I turned to him, my mouth almost too dry to speak. “It wasn’t Hot Earl,” I said.

 
7
|
Findings

THERE ARE A LOT
of ways a thing can become real, especially if you have no defense against it. How it affects you depends on things like who you are,
what you already know, and how strong you are. Sometimes you’re a player in what’s happening, which has its own risks and consequences. But other times, without being any less powerful,
it can be like watching a movie, only with real people: Don Chamfort—looking like what he is, a man who in the last thirty-six hours has driven more than a thousand miles without stopping for
anything but gas and hasn’t slept at all—walking into his kitchen through the door from the garage with three other men, setting the crate of files he’s carrying on the end of the
Formica dinette table and taking off his jacket. Hanging it over the back of one of the kitchen chairs, saying, “Will, Vern, Fergo, y’all want anything to eat or drink? It’s the only supper you’re getting this time, so grab something if you’re hungry.”

Vern saying, “Beer’d be good,” grabbing a chair, loosening his tie and unbuttoning his collar, blowing out a huge breath.

None of them having any idea they are being watched.

Now Will: “Got any coffee?” He wasn’t a drinking man anymore but he was hell on the Luckies and joe, a long-legged brick-red guy with a twinkle in his eye, the kind who wore
cowboy boots every day. His face was long too, and on the rough side, and there was next to no hair on the top of his head. What hair he did have was trimmed close and rust-colored except for the
white sidewalls above his ears.
Semper fi
never wears off, Don had said in that tone of special connection one Marine has with another.

Ferguson pulled on his nose as he looked into the fridge, deliberating, wanting to be sure he got this exactly right. He squatted down and peered around among the pickles and leftovers. Then he
stood back up, finally grabbing a can of tomato juice from one of the door shelves, shaking it and opening it to take a hit.

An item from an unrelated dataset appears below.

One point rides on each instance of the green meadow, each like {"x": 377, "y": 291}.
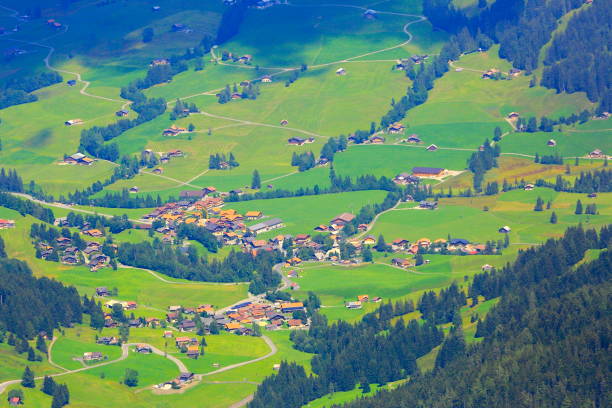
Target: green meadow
{"x": 302, "y": 214}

More coats came off. It wasn’t jacket weather; the coats were to cover the handguns holstered on the men’s hips or at the small of the back, and the badges on their belts. There was
the sound of shoe leather on linoleum, chairs being moved, an ashtray and cigarette lighter sliding across the tabletop. There was Aqua Velva in the air. Don laid his weapon in its holster on the
counter, placed his hands on his lower back and pushed, groaning. His back chattered out a half dozen pops.